Research Day

Title

Adverse Reaction to Nebulized Budesonide in a Patient with Mast Cell Activation Syndrome

Document Type

Abstract

Date

2017

Abstract

Introduction: Mast cell activation syndrome (MCAS) is a disorder with symptoms caused by inappropriate MC activation without inappropriate mast cell (MC) proliferation. Flairs of MCAS can make labeling of true allergies in these patients difficult. Anaphylaxis has been described in patients due to oral and IV corticosteroids, however this adverse effect has not been noted in their inhaled form. We present a case of an apparent mast-cell mediated reaction to nebulized budesonide in the setting of presumed MCAS. Rationale: Variability in presentation of MCAS may lead to misuse of medications and vague assignments of patients’ allergies. Allergic reactions to nebulized budesonide have not been extensively described in literature. Case: An 18-year-old male with provisional diagnosis of MCAS based on urine PG D2 of 318 ng/24hrs (100-280 ng/24hrs) and consistent symptoms, was admitted with a prolonged severe dry cough. Imaging and laboratory workup were negative for infection or structural abnormality. Treatment included methylprednisolone, nebulized budesonide and albuterol. Acute lip angioedema and diffuse urticarial rash developed immediately after administration of nebulized budesonide on day three. No cardiovascular or respiratory instability was documented. Intramuscular epinephrine was administered with significant improvement. Patient was diagnosed with allergy to budesonide versus MCAS exacerbation.
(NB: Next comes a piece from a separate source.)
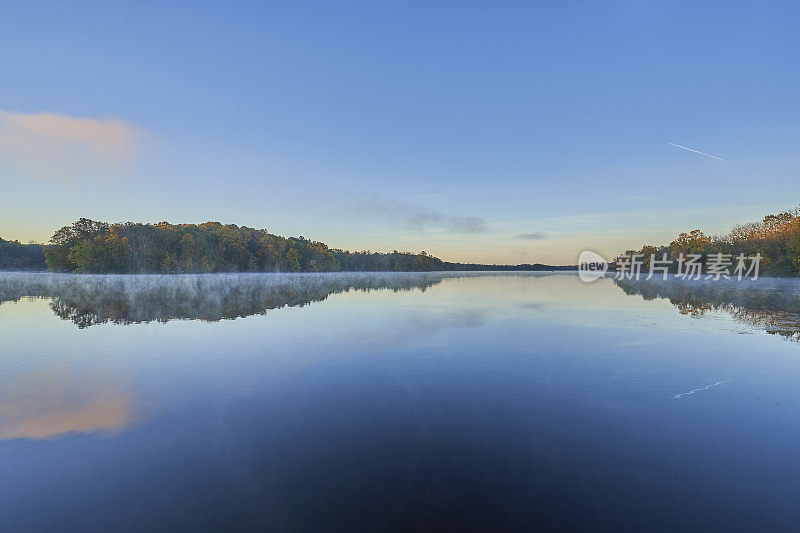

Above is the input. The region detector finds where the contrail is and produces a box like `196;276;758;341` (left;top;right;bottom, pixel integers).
667;142;730;163
670;378;727;400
Nebulized albuterol and methylprednisolone were continued without recurrence of angioedema or urticaria. Drug allergy testing to evaluate the mechanism of reaction was not performed. Discussion: MCAS symptoms may lead to vague allergy assignments and use of medications for unclear indications. In this case epinephrine was used without documentation of systemic involvement, with only lip angioedema and urticarial rash noted. Allergy label was assigned based on assumption that budesonide triggered symptoms given proximity to treatment. Difficulty interpreting drug allergy tests in the setting of MCAS may preclude clarification of reaction mechanism. Conclusion: This case illustrates the complexities of management of drug reactions in patients with MCAS and potentially reports one of the first cases of early anaphylaxis to inhaled budesonide.